Je tiens à vous dire que je prends énormément de précautions en la matière et que je tente d'intégrer l'ensemble des instructions qui avaient été prises par mes prédécesseurs. Pour M. Gol, l'élément déterminant était la gravité de la peine encourue, critère néanmoins pondéré par la prise en considération de circonstances particulières - famille, nationalité. M. Wathelet, pour sa part, insistait davantage sur la situation de séjour des intéressés - naissance, durée et qualité de réfugié. Enfin, tout en se référant aux principes contenus dans la note de M. Wathelet, M. Vande Lanotte mettait l'accent sur le respect de la Convention européenne des droits de l'homme - famille, possibilité de réinsertion dans le pays d'origine et risques de récidive.
Quant à moi, à la lumière de l'expérience et compte tenu des objectifs et contraintes qui sont les miennes en matière de sécurité, j'essaye d'intégrer l'ensemble de ces critères, de manière à rendre une décision juste à l'égard de celui qui peut faire l'objet d'une mesure d'éloignement, mais également en étant attentif aux risques qu'il peut faire courir en Belgique.

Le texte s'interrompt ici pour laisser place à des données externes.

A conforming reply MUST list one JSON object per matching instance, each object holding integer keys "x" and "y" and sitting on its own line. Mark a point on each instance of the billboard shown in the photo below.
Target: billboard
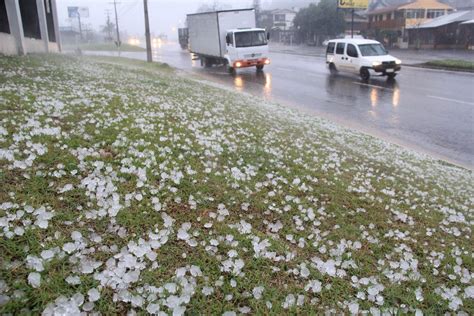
{"x": 353, "y": 4}
{"x": 74, "y": 12}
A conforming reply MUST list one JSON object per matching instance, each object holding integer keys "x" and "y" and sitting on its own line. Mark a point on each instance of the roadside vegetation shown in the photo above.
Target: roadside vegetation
{"x": 127, "y": 187}
{"x": 106, "y": 47}
{"x": 454, "y": 64}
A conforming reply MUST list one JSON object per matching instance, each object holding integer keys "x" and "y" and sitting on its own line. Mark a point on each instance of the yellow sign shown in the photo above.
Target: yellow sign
{"x": 353, "y": 4}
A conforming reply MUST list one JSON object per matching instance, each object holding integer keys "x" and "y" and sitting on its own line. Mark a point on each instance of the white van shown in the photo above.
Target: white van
{"x": 361, "y": 56}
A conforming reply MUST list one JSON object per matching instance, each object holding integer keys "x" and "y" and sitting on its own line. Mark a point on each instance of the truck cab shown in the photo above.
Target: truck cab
{"x": 246, "y": 47}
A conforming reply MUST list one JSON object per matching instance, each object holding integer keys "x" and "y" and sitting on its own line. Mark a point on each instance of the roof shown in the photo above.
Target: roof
{"x": 426, "y": 4}
{"x": 417, "y": 4}
{"x": 459, "y": 16}
{"x": 220, "y": 11}
{"x": 246, "y": 29}
{"x": 283, "y": 11}
{"x": 356, "y": 41}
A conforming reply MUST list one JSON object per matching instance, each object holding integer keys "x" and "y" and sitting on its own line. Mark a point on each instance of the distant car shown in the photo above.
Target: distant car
{"x": 361, "y": 56}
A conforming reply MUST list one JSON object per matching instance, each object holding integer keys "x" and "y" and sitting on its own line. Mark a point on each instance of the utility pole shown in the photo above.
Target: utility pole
{"x": 80, "y": 24}
{"x": 109, "y": 34}
{"x": 116, "y": 24}
{"x": 149, "y": 56}
{"x": 352, "y": 23}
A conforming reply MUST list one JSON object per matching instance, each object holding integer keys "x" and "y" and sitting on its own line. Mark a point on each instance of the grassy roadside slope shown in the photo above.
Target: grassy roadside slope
{"x": 126, "y": 187}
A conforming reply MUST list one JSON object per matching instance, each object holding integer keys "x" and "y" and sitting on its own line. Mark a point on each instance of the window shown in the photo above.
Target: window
{"x": 247, "y": 39}
{"x": 30, "y": 20}
{"x": 352, "y": 51}
{"x": 340, "y": 48}
{"x": 415, "y": 14}
{"x": 372, "y": 50}
{"x": 4, "y": 26}
{"x": 432, "y": 13}
{"x": 330, "y": 49}
{"x": 230, "y": 39}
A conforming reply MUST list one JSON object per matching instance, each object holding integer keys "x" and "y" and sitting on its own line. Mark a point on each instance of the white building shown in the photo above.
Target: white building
{"x": 283, "y": 19}
{"x": 28, "y": 26}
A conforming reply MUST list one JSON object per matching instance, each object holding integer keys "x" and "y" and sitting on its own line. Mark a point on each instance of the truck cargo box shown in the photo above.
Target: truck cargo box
{"x": 207, "y": 31}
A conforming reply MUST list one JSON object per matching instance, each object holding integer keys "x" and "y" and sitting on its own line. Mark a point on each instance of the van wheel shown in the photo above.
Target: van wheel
{"x": 365, "y": 74}
{"x": 231, "y": 70}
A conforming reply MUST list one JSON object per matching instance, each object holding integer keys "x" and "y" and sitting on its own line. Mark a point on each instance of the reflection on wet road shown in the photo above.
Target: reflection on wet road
{"x": 431, "y": 111}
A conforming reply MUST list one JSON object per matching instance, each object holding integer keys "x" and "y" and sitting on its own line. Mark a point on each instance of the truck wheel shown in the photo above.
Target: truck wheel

M. Jean Cornil (PS). - Je vous remercie de cette réponse. Je suis tout autant que vous préoccupé par le maintien de la sécurité et de l'ordre publics. Ce qui m'inquiète aujourd'hui, c'est qu'au travers d'un certain nombre de dossiers qui me sont parvenus et que je transmettrai à votre cabinet, un certain nombre de jeunes nés en Belgique et qui n'ont aucune attache avec leur pays d'origine - en particulier le Maroc - sont, pour les raisons que vous avez évoquées, renvoyés ou expulsés dans ce pays-là, avec comme conséquence - qu'on le veuille ou non - qu'ils reviennent évidemment quelques jours après en séjour illégal. C'est sur cette situation que je voulais attirer votre attention.
M. Antoine Duquesne, ministre de l'Intérieur. - Monsieur Cornil, vous connaissez le chemin de mon cabinet ; vous savez que vous y êtes toujours le bienvenu. Je vous propose de dépasser le cadre d'une réponse générale et de venir faire l'exercice avec mes collaborateurs.